The mental pain that comes from the contemplation of a maimed body, and the humiliation of going through life in a crippled condition, is too remote to be considered an element of damage. The mental pain that may be considered and allowed for in this class of cases is such as is the direct result or concomitant of the physical pain suffered. Mental pain is always an attendant upon severe physical pain,—such is the relation of mind and body,-—and the mental pain that is the direct and necessary result of the physical pain, but not otherwise, is a proper element of damages in personal injury cases. (Chicago City Railway Co. v. Canevin, 72 Ill. App. 81.) The instruction violated no rule of law regarding the element of pain, either mental or physical, suffered by an injured person.

“We feel justified in omitting to discuss the numerous errors claimed concerning other instructions that were given and refused, upon the ground that they present no new or interesting questions, and, as we consider, were properly acted upon by the trial judge.

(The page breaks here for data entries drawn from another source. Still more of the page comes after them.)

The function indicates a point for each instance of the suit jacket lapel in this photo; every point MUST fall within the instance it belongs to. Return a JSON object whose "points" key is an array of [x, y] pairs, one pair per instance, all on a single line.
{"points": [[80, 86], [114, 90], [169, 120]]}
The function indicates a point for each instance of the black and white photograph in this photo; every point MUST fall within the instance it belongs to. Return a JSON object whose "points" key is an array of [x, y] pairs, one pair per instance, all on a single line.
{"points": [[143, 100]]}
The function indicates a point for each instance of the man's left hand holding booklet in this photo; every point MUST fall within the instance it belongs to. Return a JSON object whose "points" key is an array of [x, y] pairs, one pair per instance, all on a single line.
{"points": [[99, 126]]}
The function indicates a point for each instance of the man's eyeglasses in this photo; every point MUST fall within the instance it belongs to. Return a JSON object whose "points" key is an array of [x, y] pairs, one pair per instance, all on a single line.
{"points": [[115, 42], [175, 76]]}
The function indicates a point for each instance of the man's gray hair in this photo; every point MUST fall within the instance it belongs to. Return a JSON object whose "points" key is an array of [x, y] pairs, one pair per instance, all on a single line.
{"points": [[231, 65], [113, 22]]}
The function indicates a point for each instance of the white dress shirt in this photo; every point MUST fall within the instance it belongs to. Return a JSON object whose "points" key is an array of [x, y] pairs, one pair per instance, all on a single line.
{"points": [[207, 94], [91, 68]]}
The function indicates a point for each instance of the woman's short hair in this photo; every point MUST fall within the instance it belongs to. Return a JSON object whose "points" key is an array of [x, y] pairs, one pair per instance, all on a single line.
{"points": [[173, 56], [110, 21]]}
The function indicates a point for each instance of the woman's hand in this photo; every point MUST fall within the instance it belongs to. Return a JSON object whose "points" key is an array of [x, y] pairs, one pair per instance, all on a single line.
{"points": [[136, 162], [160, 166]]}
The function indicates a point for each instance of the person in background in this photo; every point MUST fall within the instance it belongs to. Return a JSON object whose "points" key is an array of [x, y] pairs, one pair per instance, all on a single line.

“The appellee recovered a verdict and judgment for $7000. This we believe was so excessive as to require a reversal upon that ground alone, unless a remittitur be *301entered. The appellee was fifty-nine years old. She worked about half of the time in nursing, at wages of from §12 to §15 per week, and the rest of the time her work was that of taking care of her own home, her youngest child being" seventeen and her eldest thirty-six years of age. Her injuries, except temporarily, were wholly of the subjective sort, and though we were to accept as true her present partial incapacity in consequence of them, still, if they are measured by the only standard we are permitted to employ,—that of compensation,-—she ought not to have recovered more than one-half the amount of the verdict that was returned. If appellee will file in this court, within ten days, a remittitur of one-half the recovery below, the judgment will be affirmed for the balance, at her costs, otherwise it will be reversed and the cause remanded.”

The remittitur was filed, as suggested, and the Appellate Court affirmed the judgment for §3500.

We concur in the foregoing views expressed by the Appellate Court. Accordingly the judgment of the Appellate Court is affirmed.